If you look in the WHOO MAMA thread and look at my tests posted to OSCAR'S site, you will see that the use of a yoke rated at about 8.6 ohms IIRC produces a horrible pincushion on the 8liners chassis due to the impedence being off.

Finding one closer to 15 ohms is the key. Lower and you'll have more pincushion it seems.

However, remember this: Measuring DC resistance is ONLY AN ESTIMATION of the real impedence of the yoke. Impedence is AC resistance that varies at each frequencey, ala your home stereo speakers.  Two yokes both measuring 15 ohms may produce significantly different results, especially on vertical linearity as well as possible beam bending at the corners due to differences in Impedence.  That's why finding an "exact match" for ANY chassis hard, and why many people who keep old arcade chassis also keep the yokes from dead tubes around for a later swap.

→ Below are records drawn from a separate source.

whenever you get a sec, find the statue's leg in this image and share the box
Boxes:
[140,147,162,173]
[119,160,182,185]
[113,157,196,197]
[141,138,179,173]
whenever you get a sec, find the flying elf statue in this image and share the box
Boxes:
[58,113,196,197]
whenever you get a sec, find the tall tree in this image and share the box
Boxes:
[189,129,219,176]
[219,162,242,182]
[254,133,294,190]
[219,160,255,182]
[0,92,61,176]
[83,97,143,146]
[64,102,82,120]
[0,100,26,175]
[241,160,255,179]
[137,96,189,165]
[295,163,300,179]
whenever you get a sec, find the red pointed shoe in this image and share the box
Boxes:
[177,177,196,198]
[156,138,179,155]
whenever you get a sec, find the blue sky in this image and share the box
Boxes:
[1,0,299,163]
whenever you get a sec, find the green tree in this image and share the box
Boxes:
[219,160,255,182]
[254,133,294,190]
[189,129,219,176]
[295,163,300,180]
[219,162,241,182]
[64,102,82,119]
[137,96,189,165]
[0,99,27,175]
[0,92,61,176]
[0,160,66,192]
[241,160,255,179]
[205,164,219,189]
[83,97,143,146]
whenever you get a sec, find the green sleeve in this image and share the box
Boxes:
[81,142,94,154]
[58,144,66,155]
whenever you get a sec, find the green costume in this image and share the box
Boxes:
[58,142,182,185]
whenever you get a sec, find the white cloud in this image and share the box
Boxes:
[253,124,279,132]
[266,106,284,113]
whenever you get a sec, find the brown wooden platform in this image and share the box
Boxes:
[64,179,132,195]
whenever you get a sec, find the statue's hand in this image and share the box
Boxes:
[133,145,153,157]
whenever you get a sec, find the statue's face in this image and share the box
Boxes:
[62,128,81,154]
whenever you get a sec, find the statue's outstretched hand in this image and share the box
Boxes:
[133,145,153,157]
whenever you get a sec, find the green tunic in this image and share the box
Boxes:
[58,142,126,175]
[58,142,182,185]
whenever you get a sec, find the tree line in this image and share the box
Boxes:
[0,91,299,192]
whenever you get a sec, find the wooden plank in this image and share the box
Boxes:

And though not mentioned.. horizontal impedence also affects the picture in similar (but 90 degree rotated) ways. The reason it's not discussed when talking about things is that most every yoke has about the same resistance.. somewhere around 2.3 ohms on the horizontal yoke. Therefore you dont need to pay attention to that when finding a tube (but always should doublecheck). But the impedence will be different on every yoke even on horizontal.  

Good luck with your search!   If you try multiple tubes, post the tube numbers, where they came from and pictures and I could whip up a web page and see if Oscar would host more examples for the 8liners chassis along with my reviews.